Sim. O Espírito materializado é, por completo, um ser que vive temporariamente, como se houvesse nascido na Terra. Bate-lhe o coração, funcionam-lhe os pulmões, ele vai e vem, conversa e também ouve o que lhe falam. (A Alma é Imortal, págs. 197 a 199.)
B. Delanne sintetizou em nove itens as informações obtidas com base na investigação dos fenômenos espíritas.
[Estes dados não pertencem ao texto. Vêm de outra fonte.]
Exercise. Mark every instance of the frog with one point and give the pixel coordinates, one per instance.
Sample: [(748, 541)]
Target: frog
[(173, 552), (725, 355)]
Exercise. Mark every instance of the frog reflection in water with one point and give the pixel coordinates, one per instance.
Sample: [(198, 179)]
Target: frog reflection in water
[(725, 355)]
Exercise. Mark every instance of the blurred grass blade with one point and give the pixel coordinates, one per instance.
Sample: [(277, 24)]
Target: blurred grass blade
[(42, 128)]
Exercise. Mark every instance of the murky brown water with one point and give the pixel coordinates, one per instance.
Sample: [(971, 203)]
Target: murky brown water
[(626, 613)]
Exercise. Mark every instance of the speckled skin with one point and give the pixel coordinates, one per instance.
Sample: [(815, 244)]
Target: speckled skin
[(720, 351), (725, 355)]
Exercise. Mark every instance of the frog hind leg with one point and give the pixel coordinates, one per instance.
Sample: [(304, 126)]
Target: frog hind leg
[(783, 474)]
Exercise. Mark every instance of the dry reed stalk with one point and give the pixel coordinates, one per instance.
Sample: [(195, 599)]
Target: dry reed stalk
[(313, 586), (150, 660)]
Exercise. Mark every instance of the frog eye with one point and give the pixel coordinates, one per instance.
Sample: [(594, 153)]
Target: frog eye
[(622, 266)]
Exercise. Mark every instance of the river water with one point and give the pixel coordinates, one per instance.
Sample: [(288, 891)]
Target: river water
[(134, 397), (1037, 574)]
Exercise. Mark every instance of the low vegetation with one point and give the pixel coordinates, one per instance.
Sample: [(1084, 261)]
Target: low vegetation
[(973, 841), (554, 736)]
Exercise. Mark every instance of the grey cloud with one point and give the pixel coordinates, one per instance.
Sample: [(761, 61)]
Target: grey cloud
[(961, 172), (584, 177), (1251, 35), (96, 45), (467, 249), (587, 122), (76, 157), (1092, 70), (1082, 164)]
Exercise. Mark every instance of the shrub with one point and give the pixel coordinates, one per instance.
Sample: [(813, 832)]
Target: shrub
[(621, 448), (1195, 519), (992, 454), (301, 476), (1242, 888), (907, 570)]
Quais foram as conclusões de Delanne?
Eis o que Delanne concluiu: 1º. o ser humano pode desdobrar-se em duas partes: o corpo e a alma; 2º. a alma, separada do corpo, reproduz exatamente a sua imagem; 3º. as manifestações anímicas independem do corpo físico; 4º. a aparição pode denotar todos os graus de materialidade, desde a de uma simples aparência até a de uma realidade concreta; 5º. a forma fluídica da alma pode ser fotografada; 6º. a forma fluídica da alma pode deixar marcas ou moldes; 7º. durante a vida, a alma pode perceber sensações, sem o concurso dos órgãos dos sentidos; 8º. a forma fluídica reproduz não só o exterior, mas toda a constituição interna do ser; 9º. a morte não destrói a alma, que subsiste com todas as suas faculdades psíquicas e com um organismo dotado de todas as leis biológicas do ser humano. (Obra citada, págs. 200 a 202.)
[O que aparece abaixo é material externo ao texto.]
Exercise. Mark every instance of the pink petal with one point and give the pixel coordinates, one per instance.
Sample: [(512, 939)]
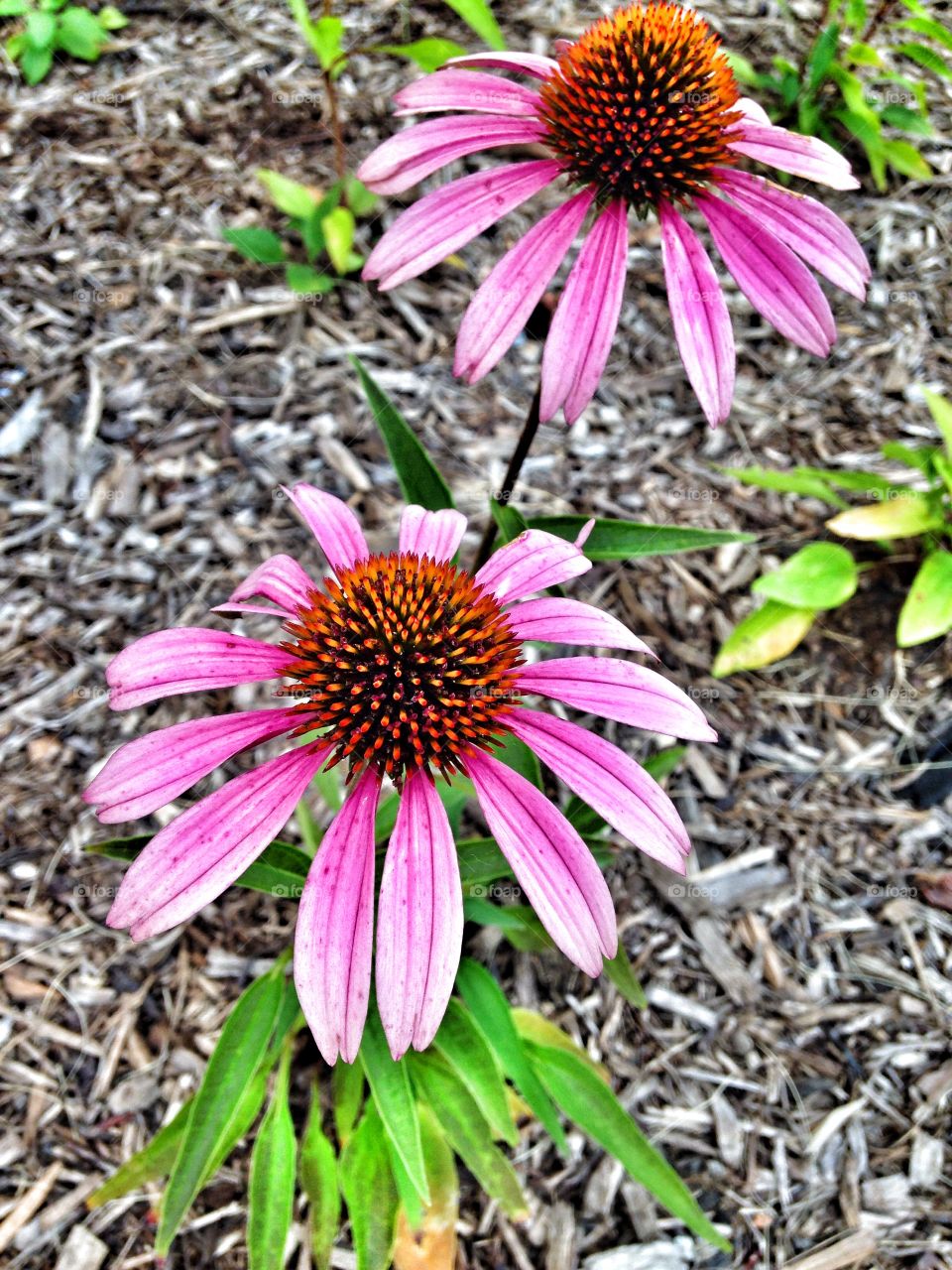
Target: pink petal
[(419, 920), (200, 852), (816, 234), (334, 934), (447, 218), (772, 278), (570, 621), (503, 304), (280, 579), (531, 563), (619, 690), (788, 151), (610, 781), (333, 524), (551, 862), (407, 158), (188, 659), (587, 317), (434, 534), (467, 90), (525, 64), (151, 771), (702, 324)]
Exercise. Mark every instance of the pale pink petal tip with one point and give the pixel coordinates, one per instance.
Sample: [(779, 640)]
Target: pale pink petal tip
[(334, 935)]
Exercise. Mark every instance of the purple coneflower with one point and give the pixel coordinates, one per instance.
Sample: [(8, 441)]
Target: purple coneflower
[(408, 667), (643, 112)]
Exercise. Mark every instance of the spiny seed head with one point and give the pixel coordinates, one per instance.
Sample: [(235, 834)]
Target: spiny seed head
[(640, 104), (403, 663)]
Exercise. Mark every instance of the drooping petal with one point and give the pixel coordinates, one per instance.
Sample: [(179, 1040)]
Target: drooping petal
[(188, 659), (503, 304), (610, 781), (531, 563), (551, 862), (404, 159), (816, 234), (333, 524), (434, 534), (624, 691), (200, 852), (571, 621), (448, 217), (151, 771), (702, 325), (334, 934), (792, 153), (419, 920), (466, 90), (587, 317), (281, 579), (774, 281)]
C. Seria possível fotografar um Espírito em ambiente de completa escuridão?
Sim. A observação comprovou que existe uma matéria invisível aos olhares humanos e que, no entanto, pode impressionar uma chapa fotográfica, mesmo na mais absoluta obscuridade, como se deu com a célebre experiência em que Aksakof fotografou um Espírito em completa escuridão. (Obra citada, págs. 202 a 204.)